Weekly Bible Reflection
Matthew's Communities of Justice
Sundays after Trinity (2)
Matthew 16: 13 - 19:
A New Model of Leader
Begin by using the Bible Study method as outlined
Are there any tensions surrounding leadership in your church community? Who makes the rules, and decides what and how things should be done? Share your experiences of how to recognise and build on good leadership.
Reflection on the text
Jesus, the Christ, is a different kind of Messiah – one who is acknowledged and recognised in the heart of the occupied territories. Even Caesarea Philippi has the Emperor’s name. The Jewish elite have never recognised him, Peter the fisherman does. But the words he uses are a direct challenge to Rome and the cult of the Emperor, “the Son of the Living God”. Peter has recognised Jesus’ true position, now Jesus describes Peter’s.
But what is Jesus creating with his words to Peter? Is it the leader of a new religion? Or is he the organiser of a new kind of community? Is Peter to be the one who makes the rules, or the one who sees they are obeyed? Is he being given a unique role as the future first bishop, as some would say? Or is he a representative of a group who will find another way of being human and being church?
some questions for group discussion:
- What do we mean by ‘church’? And how do we decide on and relate to figures of authority within it? How easy is it to change the structures once they are in place? Discuss ways of challenging the ‘imperial powers’ of today – in Church or State.
- What’s in a name? Share examples of people who have changed theirs, and discuss why you think they did so. Do you know any rock-like people?

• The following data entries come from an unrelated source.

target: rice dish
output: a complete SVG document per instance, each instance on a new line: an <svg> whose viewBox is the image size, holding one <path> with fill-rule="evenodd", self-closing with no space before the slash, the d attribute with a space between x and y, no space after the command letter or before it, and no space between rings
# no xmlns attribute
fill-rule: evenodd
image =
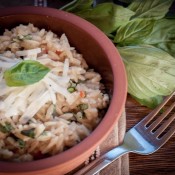
<svg viewBox="0 0 175 175"><path fill-rule="evenodd" d="M30 80L30 63L49 71ZM109 104L100 80L65 34L33 24L6 29L0 36L0 159L32 161L81 142Z"/></svg>

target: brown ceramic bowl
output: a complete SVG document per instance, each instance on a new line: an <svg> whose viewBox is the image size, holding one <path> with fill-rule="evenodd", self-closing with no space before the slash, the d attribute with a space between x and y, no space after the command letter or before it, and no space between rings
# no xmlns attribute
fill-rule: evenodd
<svg viewBox="0 0 175 175"><path fill-rule="evenodd" d="M83 163L109 135L124 108L127 83L123 62L113 43L95 26L73 14L42 7L13 7L0 10L0 33L19 24L65 33L91 68L102 75L111 94L109 108L97 128L73 148L58 155L32 162L0 161L0 174L61 175Z"/></svg>

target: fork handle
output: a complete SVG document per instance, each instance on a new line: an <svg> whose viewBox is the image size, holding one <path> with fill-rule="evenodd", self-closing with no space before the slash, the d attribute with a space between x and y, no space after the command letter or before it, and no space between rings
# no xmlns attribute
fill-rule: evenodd
<svg viewBox="0 0 175 175"><path fill-rule="evenodd" d="M107 167L113 161L118 159L120 156L130 152L130 150L123 144L118 146L111 151L103 154L101 157L97 158L74 175L95 175L96 173L100 172L102 169Z"/></svg>

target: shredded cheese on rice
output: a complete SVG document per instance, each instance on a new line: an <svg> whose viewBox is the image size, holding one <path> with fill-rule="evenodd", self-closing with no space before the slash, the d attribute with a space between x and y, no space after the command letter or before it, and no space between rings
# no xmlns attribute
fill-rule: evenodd
<svg viewBox="0 0 175 175"><path fill-rule="evenodd" d="M34 84L9 87L4 72L23 60L50 72ZM0 36L0 159L31 161L81 142L109 103L100 80L65 34L33 24L6 30Z"/></svg>

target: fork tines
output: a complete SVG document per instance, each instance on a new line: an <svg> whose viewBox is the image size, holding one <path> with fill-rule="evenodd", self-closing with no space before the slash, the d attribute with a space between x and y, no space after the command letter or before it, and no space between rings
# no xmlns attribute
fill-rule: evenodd
<svg viewBox="0 0 175 175"><path fill-rule="evenodd" d="M160 106L158 106L152 113L150 113L145 118L145 121L143 121L146 129L149 132L152 132L154 137L157 137L158 139L165 139L168 135L169 137L171 137L171 135L175 131L175 125L169 128L168 130L169 125L171 125L175 119L175 114L171 114L172 110L175 107L175 102L173 102L171 106L169 106L165 110L165 112L162 112L160 114L163 107L167 104L167 102L169 102L172 99L174 95L175 95L175 92L173 92L171 95L165 98L163 103ZM160 116L156 118L157 115L160 115ZM155 120L153 121L153 119Z"/></svg>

- If you had the keys to the kingdom of heaven, how would you decide who to let in or keep out? What to forbid and what to allow? Is God’s forgiveness freely available, or does it have to be channelled through someone official?

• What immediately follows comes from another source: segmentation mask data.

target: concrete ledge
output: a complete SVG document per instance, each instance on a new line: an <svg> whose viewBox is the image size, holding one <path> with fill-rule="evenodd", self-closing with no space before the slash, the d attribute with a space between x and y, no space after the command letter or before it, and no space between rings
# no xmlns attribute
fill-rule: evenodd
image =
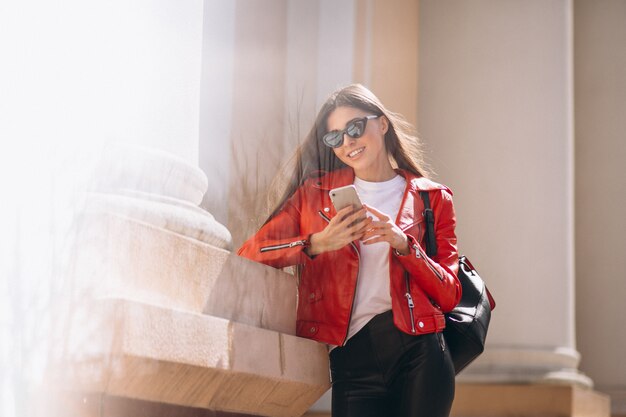
<svg viewBox="0 0 626 417"><path fill-rule="evenodd" d="M289 417L329 388L326 347L311 340L125 300L82 316L92 325L72 326L74 355L50 379L70 390Z"/></svg>
<svg viewBox="0 0 626 417"><path fill-rule="evenodd" d="M68 414L52 414L51 410L68 410ZM131 400L110 395L83 395L59 392L58 396L40 407L33 417L255 417L253 414L229 413L202 408L183 407L151 401ZM258 416L256 416L258 417Z"/></svg>
<svg viewBox="0 0 626 417"><path fill-rule="evenodd" d="M86 213L74 277L84 294L210 314L295 334L292 275L169 230Z"/></svg>
<svg viewBox="0 0 626 417"><path fill-rule="evenodd" d="M457 384L454 417L610 417L609 397L559 385Z"/></svg>
<svg viewBox="0 0 626 417"><path fill-rule="evenodd" d="M33 393L41 397L42 392ZM254 417L252 414L205 410L106 394L57 391L29 410L30 417Z"/></svg>

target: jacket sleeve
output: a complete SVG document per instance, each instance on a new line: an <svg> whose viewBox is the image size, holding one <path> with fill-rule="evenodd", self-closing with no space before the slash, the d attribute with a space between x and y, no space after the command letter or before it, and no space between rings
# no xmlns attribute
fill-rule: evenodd
<svg viewBox="0 0 626 417"><path fill-rule="evenodd" d="M304 264L311 260L304 249L309 235L300 230L300 193L285 202L282 209L239 248L237 254L274 268Z"/></svg>
<svg viewBox="0 0 626 417"><path fill-rule="evenodd" d="M448 312L461 299L461 284L457 278L459 254L454 231L456 216L452 195L447 190L431 191L430 200L435 217L437 254L429 258L420 242L414 236L407 235L410 253L396 256L411 279L417 282L443 312Z"/></svg>

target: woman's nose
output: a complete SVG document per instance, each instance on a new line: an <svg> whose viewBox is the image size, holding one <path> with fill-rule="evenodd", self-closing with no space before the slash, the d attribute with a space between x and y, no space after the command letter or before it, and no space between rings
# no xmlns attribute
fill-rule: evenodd
<svg viewBox="0 0 626 417"><path fill-rule="evenodd" d="M356 142L355 138L353 138L352 136L348 135L346 132L343 133L343 146L350 146L354 142Z"/></svg>

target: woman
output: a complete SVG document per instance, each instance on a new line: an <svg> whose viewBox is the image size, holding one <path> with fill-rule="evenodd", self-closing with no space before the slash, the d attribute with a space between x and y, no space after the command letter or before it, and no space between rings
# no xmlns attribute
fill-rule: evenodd
<svg viewBox="0 0 626 417"><path fill-rule="evenodd" d="M409 127L361 85L333 93L282 201L239 250L297 266L297 334L330 347L333 417L447 416L454 398L441 331L461 297L455 215L450 190L409 152ZM364 207L335 211L329 191L348 184ZM432 259L420 191L435 217Z"/></svg>

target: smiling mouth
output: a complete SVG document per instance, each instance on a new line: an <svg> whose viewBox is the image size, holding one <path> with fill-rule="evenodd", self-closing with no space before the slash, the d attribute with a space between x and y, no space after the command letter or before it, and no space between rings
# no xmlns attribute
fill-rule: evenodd
<svg viewBox="0 0 626 417"><path fill-rule="evenodd" d="M355 156L363 152L363 150L365 150L365 147L353 150L352 152L348 154L348 158L354 158Z"/></svg>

Pray together for discernment about ‘binding or loosing’ – to be given the grace to be open and welcoming, and to recognise skills and talents in other people.
Give thanks for all who want to “build a church” or, these days, “a fresh expression of church” and pray for the understanding that it is Jesus’ work that is being done, and not our own agendas.

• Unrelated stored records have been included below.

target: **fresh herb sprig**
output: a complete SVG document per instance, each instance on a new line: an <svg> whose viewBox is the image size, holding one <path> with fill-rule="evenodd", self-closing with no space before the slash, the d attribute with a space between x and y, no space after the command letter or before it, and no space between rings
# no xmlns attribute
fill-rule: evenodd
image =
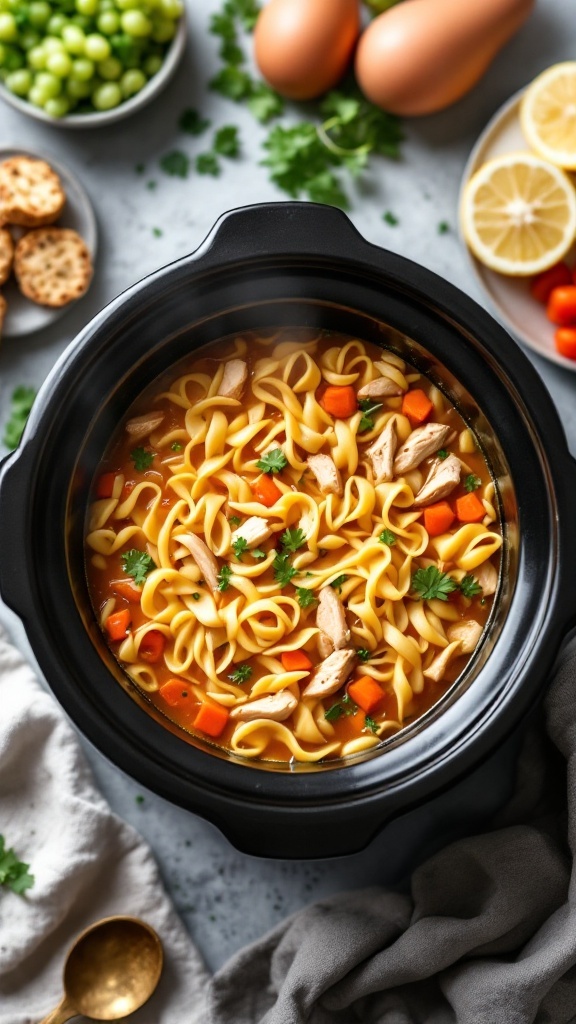
<svg viewBox="0 0 576 1024"><path fill-rule="evenodd" d="M231 576L232 576L232 567L230 565L223 565L222 568L220 569L220 572L218 573L218 577L217 577L217 579L218 579L218 590L220 591L221 594L223 594L225 590L228 590L228 587L230 586L230 577Z"/></svg>
<svg viewBox="0 0 576 1024"><path fill-rule="evenodd" d="M343 587L344 583L346 583L346 580L348 580L348 579L350 579L350 577L347 576L345 572L343 572L341 576L337 576L335 580L332 580L330 586L334 587L334 590L338 594L341 594L342 593L342 587Z"/></svg>
<svg viewBox="0 0 576 1024"><path fill-rule="evenodd" d="M147 469L150 469L154 461L154 452L149 452L146 448L134 448L130 452L130 458L134 463L136 472L144 473Z"/></svg>
<svg viewBox="0 0 576 1024"><path fill-rule="evenodd" d="M252 666L248 665L245 661L240 665L237 665L233 672L230 673L228 679L231 679L233 683L237 683L239 686L242 683L247 683L252 675Z"/></svg>
<svg viewBox="0 0 576 1024"><path fill-rule="evenodd" d="M4 427L3 444L12 451L20 444L20 438L24 433L26 420L34 404L36 392L34 388L20 386L12 392L10 417Z"/></svg>
<svg viewBox="0 0 576 1024"><path fill-rule="evenodd" d="M378 735L378 722L376 722L371 715L364 716L364 728L362 732L372 732L374 735Z"/></svg>
<svg viewBox="0 0 576 1024"><path fill-rule="evenodd" d="M456 580L445 572L440 572L435 565L425 569L416 569L412 575L412 589L423 601L447 601L448 594L458 589Z"/></svg>
<svg viewBox="0 0 576 1024"><path fill-rule="evenodd" d="M308 587L296 587L296 599L301 608L311 608L318 602L318 598Z"/></svg>
<svg viewBox="0 0 576 1024"><path fill-rule="evenodd" d="M274 579L279 587L287 587L290 580L299 575L298 570L288 561L289 557L289 551L278 551L272 562Z"/></svg>
<svg viewBox="0 0 576 1024"><path fill-rule="evenodd" d="M287 530L284 530L284 533L281 535L280 543L283 551L293 553L306 543L306 534L304 533L304 530L300 529L300 527L296 527L295 529L291 529L289 527Z"/></svg>
<svg viewBox="0 0 576 1024"><path fill-rule="evenodd" d="M382 402L373 402L371 398L361 398L358 402L358 408L362 411L358 432L362 434L365 430L373 430L373 414L382 408Z"/></svg>
<svg viewBox="0 0 576 1024"><path fill-rule="evenodd" d="M478 580L470 573L460 580L458 586L464 594L464 597L477 597L478 594L482 593L482 587L478 583Z"/></svg>
<svg viewBox="0 0 576 1024"><path fill-rule="evenodd" d="M475 473L468 473L468 476L464 480L464 490L471 494L472 491L477 491L482 486L482 481L479 476Z"/></svg>
<svg viewBox="0 0 576 1024"><path fill-rule="evenodd" d="M344 694L342 700L336 701L332 704L327 711L324 712L324 718L327 722L336 722L343 715L348 717L349 715L355 715L358 711L358 705L354 703L351 697L347 693Z"/></svg>
<svg viewBox="0 0 576 1024"><path fill-rule="evenodd" d="M263 473L281 473L283 469L288 465L288 459L281 448L274 448L273 451L267 452L261 459L258 459L256 466L262 470Z"/></svg>
<svg viewBox="0 0 576 1024"><path fill-rule="evenodd" d="M138 548L130 548L122 555L122 568L127 576L131 576L134 583L141 587L152 569L156 568L156 562L147 551L139 551Z"/></svg>
<svg viewBox="0 0 576 1024"><path fill-rule="evenodd" d="M0 835L0 885L5 885L19 896L34 885L34 875L29 864L18 859L14 850L6 849L4 836Z"/></svg>
<svg viewBox="0 0 576 1024"><path fill-rule="evenodd" d="M396 543L396 534L392 533L392 530L382 530L382 533L378 537L381 544L387 544L389 548Z"/></svg>

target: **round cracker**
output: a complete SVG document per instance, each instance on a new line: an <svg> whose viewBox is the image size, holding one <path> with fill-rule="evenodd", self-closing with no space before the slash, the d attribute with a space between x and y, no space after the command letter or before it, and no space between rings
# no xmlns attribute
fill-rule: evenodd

More background information
- The principle of changing names to indicate a change of status is well attested in Scripture. Think of Sarai/Sarah, Abram/Abraham, Jacob/Israel, Simon/Peter, Saul/Paul; even Jesus/Emmanuel. ‘Christ’ was never a personal name, but the Greek equivalent of ‘Messiah’, meaning anointed one.
- The area around Caesarea Philippi was well known for the worship of Pan, the Roman shepherd god. Now a different sort of shepherd has been recognised.
- The original meaning of ecclesia (a word we now translate as church) had more to do with people and community, and not a place of ritual worship. It was more political than cultic. For more on this, see for example Matthew and the Margins: A Sociopolitical and Religious Reading, by Warren Carter.
- This passage really needs to be read in the light of verses 21 to 28 where Jesus begins to spell out a radically different understanding of Messiah as the suffering servant.